La semana que pasó circuló por las redes sociales una foto excelente. Desde la capacidad de reacción del fotógrafo hasta el enorme mensaje que nos deja. Un jugador de infantiles se detiene a auxiliar a un rival mientras el juego sigue. Totalmente abstraído de la situación del partido. Un gesto que distingue al pibe y debe hacer reflexionar a los mayores. Sobre todo por las camisetas que portaban ambos niños. Que transformaron una  rivalidad histórica, y que marcó toda mi adolescencia como testigo, en una enemistad sin sentido.

 

Llama la atención la actitud porque no se condice con el mensaje explícito que los mayores transmitimos desde el otro lado de la, antiguamente llamada, raya de cal. Intolerancia es una palabra acorde. También agresividad. Soberbia. Descalificación del otro por portación de  colores distintos.

 

La contradicción es importante porque nos llenamos la boca mencionando el tan mentado espíritu del rugby. Nunca nadie se ocupó de los detalles del mismo a la manera de un compendio o reglamento.  Pero se supone que está constituido por una lista de valores positivos que resaltan la convivencia. Con el agregado de la inclusión (palabra muy en boga) que permita la adhesión a estos principios de los provenientes de otras actividades deportivas o sociales.

 

Me consta que se hacen esfuerzos para modificar este estado de cosas. He leído en todo tipo de escritos, folletos, carteles, libros, etc, invitaciones a cumplir con todos estos preceptos. Que no difieren en su esencia. Pretenden generar un ambiente amable para desarrollar la actividad deportiva. Tres opciones explican su falta de cumplimiento: no los leen, no los entienden o creen que no es para ellos. El mal está enfrente. Los energúmenos son los otros. Falta la ineludible pregunta: y por casa como andamos?

 

Una última reflexión. Se ha incorporado al léxico corriente del rugby la frase destrezas en el contacto. Es nuevo. Por qué? El contacto es ineludible por más elusivo que sea un jugador. Constante y permanente. En condiciones normales es así.

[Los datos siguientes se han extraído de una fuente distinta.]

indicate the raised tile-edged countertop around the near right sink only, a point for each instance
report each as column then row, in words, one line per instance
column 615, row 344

Si desde afuera estimulamos a correr los límites de la lealtad, cuál sería la figura legal correspondiente? Dejo la respuesta a mis amigos leguleyos.

 

Creo que las decisiones al respecto son institucionales. Pero el cambio se produce día a día. Partido a partido y actuando sobre el pequeño círculo de influencia. Todos tenemos nuestro momento irascible. Algunos lo son de una manera más frecuente. Depende de nosotros producir el cambio de actitud. Y la institución deberá actuar si este no se concreta.

 

En definitiva, y sin ánimo de minimizar la pasión que genera este deporte, somos simples testigos de un partido entre niños, adolescentes y mayores que pretenden, de una manera competitiva, disfrutar del deporte que eligieron.

 

Hasta el domingo que viene. Por un rugby sano y divertido. En nombre del espíritu del rugby.